Pour des applications nécessitant des réponses en moins d’une seconde, cette architecture impose des optimisations d’infrastructure non triviales (cache sémantique, reranking allégé).

Le conflit entre connaissances récupérées et connaissances parametriques du LLM pose aussi des problèmes concrets.

Un document récupéré peut contredire ce que le modèle « sait » de son entraînement – et le comportement du système dans ces cas dépend fortement du prompt et du modèle utilisé. Sans garde-fous explicites, le modèle peut choisir ses propres connaissances plutôt que le document fourni.
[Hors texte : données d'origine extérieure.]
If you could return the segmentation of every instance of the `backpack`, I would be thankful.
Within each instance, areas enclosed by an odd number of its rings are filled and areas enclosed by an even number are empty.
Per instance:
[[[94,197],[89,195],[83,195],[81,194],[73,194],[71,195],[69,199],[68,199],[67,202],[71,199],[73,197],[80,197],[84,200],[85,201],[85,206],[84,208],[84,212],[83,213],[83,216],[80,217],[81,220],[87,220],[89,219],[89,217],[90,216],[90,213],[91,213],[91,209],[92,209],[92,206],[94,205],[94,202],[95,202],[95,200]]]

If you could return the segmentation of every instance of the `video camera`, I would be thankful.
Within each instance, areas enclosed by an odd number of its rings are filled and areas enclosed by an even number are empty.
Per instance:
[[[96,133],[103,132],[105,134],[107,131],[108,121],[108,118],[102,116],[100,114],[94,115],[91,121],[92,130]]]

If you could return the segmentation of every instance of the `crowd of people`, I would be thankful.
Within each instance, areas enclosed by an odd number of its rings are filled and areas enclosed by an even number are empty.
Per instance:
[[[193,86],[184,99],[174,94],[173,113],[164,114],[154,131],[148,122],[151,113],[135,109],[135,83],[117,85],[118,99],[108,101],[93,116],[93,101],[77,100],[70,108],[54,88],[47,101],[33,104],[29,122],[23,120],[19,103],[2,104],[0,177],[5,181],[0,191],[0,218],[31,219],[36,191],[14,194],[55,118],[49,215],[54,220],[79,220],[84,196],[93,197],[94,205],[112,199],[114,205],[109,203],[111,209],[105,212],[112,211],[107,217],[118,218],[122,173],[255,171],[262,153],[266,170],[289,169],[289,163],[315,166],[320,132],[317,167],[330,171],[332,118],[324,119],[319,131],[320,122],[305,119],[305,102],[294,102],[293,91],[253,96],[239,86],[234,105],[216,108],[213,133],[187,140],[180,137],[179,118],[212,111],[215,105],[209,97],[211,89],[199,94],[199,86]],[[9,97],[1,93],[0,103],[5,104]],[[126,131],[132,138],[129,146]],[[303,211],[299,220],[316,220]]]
Enfin, le coût d’infrastructure vectorielle monte vite à l’échelle. Indexer quelques milliers de documents coûte peu ; indexer plusieurs millions de passages dans plusieurs langues, avec des mises à jour fréquentes, demande une architecture robuste et un budget dédié.

Dans ces contextes, un fine-tuning ciblé sur un domaine stable peut s’avérer plus économique sur le long terme.

Le RAG a rendu les LLMs utiles pour les vrais besoins métier – pas parce qu’il les rend omniscients, mais parce qu’il leur donne accès aux bonnes informations au bon moment. C’est précisément cette humilité architecturale qui fait sa force.